I was yesterday favored with your letter of the 23d ultimo, and have not failed to communicate to Sir James your account and your charity towards the poor old fellow, formerly of the king's.[1] He has in consequence directed the allowance of the ration to be authorized and continued to him, for which purpose I must request his Christian name and the date of the first issue; but I am to remind you of the danger of establishing a precedent of this nature, and to request, in the general's, name that you will refrain as much as possible from indulging the natural benevolence of your disposition in this way, as he has hitherto resisted all applications of this sort.

Your successor, as commandant of Quebec, is certainly much to be esteemed—a good kind of man, and devoted to his profession—but it is vanity in the extreme to attempt to describe the general admiration and estimation of his cara ct dolce sposa: she is young, (twenty-three,) fair, beautiful,—lively, discreet, witty, affable,—in short, so engaging, or rather so fascinating, that neither the courier nor my paper will admit of my doing her justice; however, from what I have said it is necessary further to add and explain, that it is not my opinion alone but that of the public.

Two hundred volunteers for Colonel Zouch, from other veteran battalions, have just arrived and landed: the regiment is to be completed in this manner to one thousand.

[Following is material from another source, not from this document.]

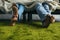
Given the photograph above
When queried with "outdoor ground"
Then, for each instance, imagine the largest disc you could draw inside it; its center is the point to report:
(25, 31)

  1. Sir Isaac Brock was several years in the 8th regiment, but this old man had probably served with his brother, Lieut.-Colonel John Brock, who was many years in the 8th, in Canada, during and after the first American war, and who on his return home used to describe the dreadful state of solitude in which he lived while a subaltern on detachment in the upper country. The lieutenant-colonel of the 8th at this period amassed a considerable sum by dealing in furs, which he purchased at a cheap rate from the Indians.